Preppin' Data Challenges are weekly exercises designed to help you develop your data preparation skills. While originally created for Tableau Prep, these challenges can also be completed using Python, SQL, R, dbt, EasyMorph, and other tools. By tackling these challenges, you gain hands-on experience in manipulating datasets, handling missing values, formatting dates, and structuring data for analysis.
In this post, we'll walk through a Python-based solution for the sixth Preppin' Data Challenge of 2021, breaking down each step to help beginners understand the process.
Here is a link to the Challenge: https://preppindata.blogspot.com/2021/02/2021-week-6-comparing-prize-money-for.html
You can also find the solution on my GitHub: https://github.com/harveyjoyce/Preppin-Data-Challenges
🏌️♂️ What Does the Script Do?
- Read data from an Excel file containing golfer earnings.
- Calculate additional metrics like average prize money per event.
- Rank golfers within their tours and overall.
- Aggregate data to answer questions about total prize money, player counts, and ranking differences.
- Compare differences between the LPGA and PGA tours.
- Export the cleaned and summarized data to a CSV file.
Let's break down the code step by step!
1. Importing Libraries
import os
import pandas as pd
import numpy as np
import re
pd.options.display.float_format = '{:.2f}'.formatWe import essential libraries:
- os: For handling file paths.
- pandas: The go-to library for data manipulation.
- numpy: Provides numerical operations (used here for calculations).
We also set the display format to suppress scientific notation for better readability of financial figures.
2. Load the Data
file_path = r"C:\Users\HarveyJoyce\Downloads\PDC_unprepped\PD 2021 Wk 6 Input.xlsx"
df = pd.read_excel(file_path, engine='openpyxl', sheet_name='OfficialMoney')We define the file path and load the OfficialMoney sheet from the Excel file using pd.read_excel().
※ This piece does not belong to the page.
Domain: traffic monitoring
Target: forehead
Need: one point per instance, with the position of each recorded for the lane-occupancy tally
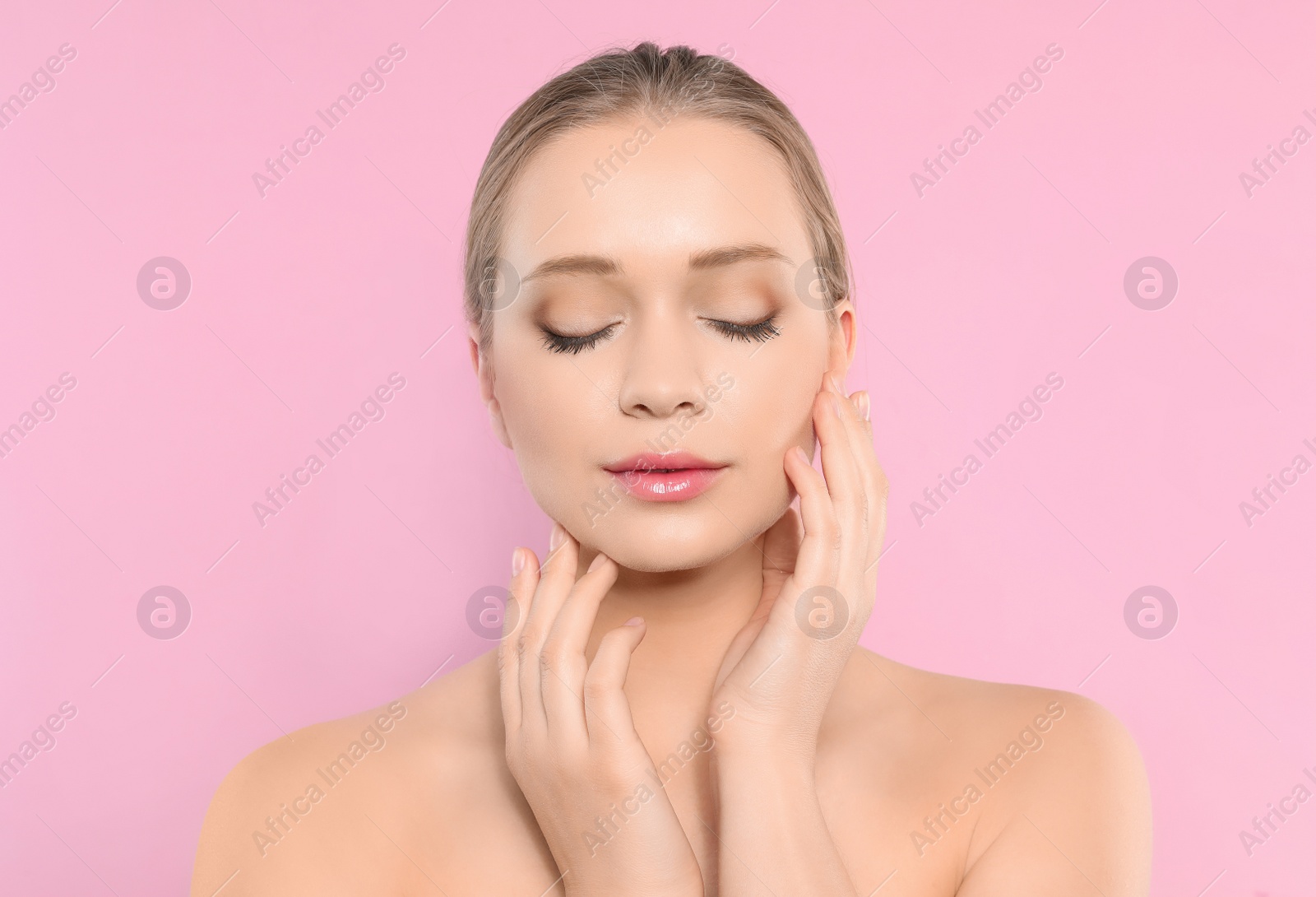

The engine='openpyxl' parameter ensures compatibility with modern Excel formats.
3. Calculate New Metrics
df['Avg_Money_per_Event'] = df['MONEY'] / df['EVENTS']Here, we calculate a new column called Avg_Money_per_Event, which represents how much prize money each player earns per event. This is a simple division of MONEY by EVENTS.
4. Ranking Players
df['Rank_per_Tour'] = df.groupby('TOUR')['MONEY'].rank(ascending=False)
df['Overall_Rank'] = df['MONEY'].rank(ascending=False)
df['Difference_in_Ranking'] = df['Overall_Rank'] - df['Rank_per_Tour']We add three new ranking columns:
- Rank_per_Tour: Ranks players within their respective tours based on prize money (highest earns rank 1).
- Overall_Rank: Ranks players across both tours.
- Difference_in_Ranking: Measures how much a player's rank differs between their tour and the overall ranking.
The rank() function assigns ranks, and setting ascending=False means higher earnings get lower ranks (1st place).
5. Aggregating Data
df = df.groupby(['TOUR']).agg(
Total_Prize_Money=('MONEY', 'sum'),
Number_of_Players=('PLAYER NAME', 'nunique'),
Number_of_Events=('EVENTS', 'sum'),
Avg_Money_per_Event=('Avg_Money_per_Event', 'mean'),
Avg_Diff_in_Ranking=('Difference_in_Ranking', 'mean')
).reset_index()We group by each TOUR and calculate the following metrics:
- Total_Prize_Money: Total earnings for each tour.
- Number_of_Players: Unique player count per tour.
- Number_of_Events: Total number of events.
- Avg_Money_per_Event: Average earnings per event.
- Avg_Diff_in_Ranking: Average difference between a player's tour rank and their overall rank.
reset_index() ensures the grouped output is returned as a DataFrame.
6. Pivoting Data for Better Comparison
df = df.set_index('TOUR').TWe transpose the DataFrame using .T, which swaps rows and columns. Now, each row represents a metric, and each column represents a tour (PGA, LPGA).
7. Comparing the LPGA and PGA Tours
df['Difference between Tours'] = df['LPGA'] - df['PGA']We calculate a new column called Difference between Tours by subtracting PGA values from LPGA values.
- Negative values indicate the LPGA has lower figures than the PGA.
- Positive values indicate the LPGA surpasses the PGA in that metric.
8. Exporting the Cleaned Data
output_path = r"C:\Users\HarveyJoyce\Downloads\PDC_prepped\PD 2021 Wk 6 output.csv"
df.to_csv(output_path, index=False)
print(df)Finally, we save the cleaned and transformed data to a CSV file for further analysis.
🏁 Final Thoughts
In this tutorial, we walked through how to:
- Load Excel data into Python.
- Calculate new metrics for player earnings.
- Rank players within and across tours.
- Aggregate and pivot data to summarize key insights.
- Compare earnings between the LPGA and PGA tours.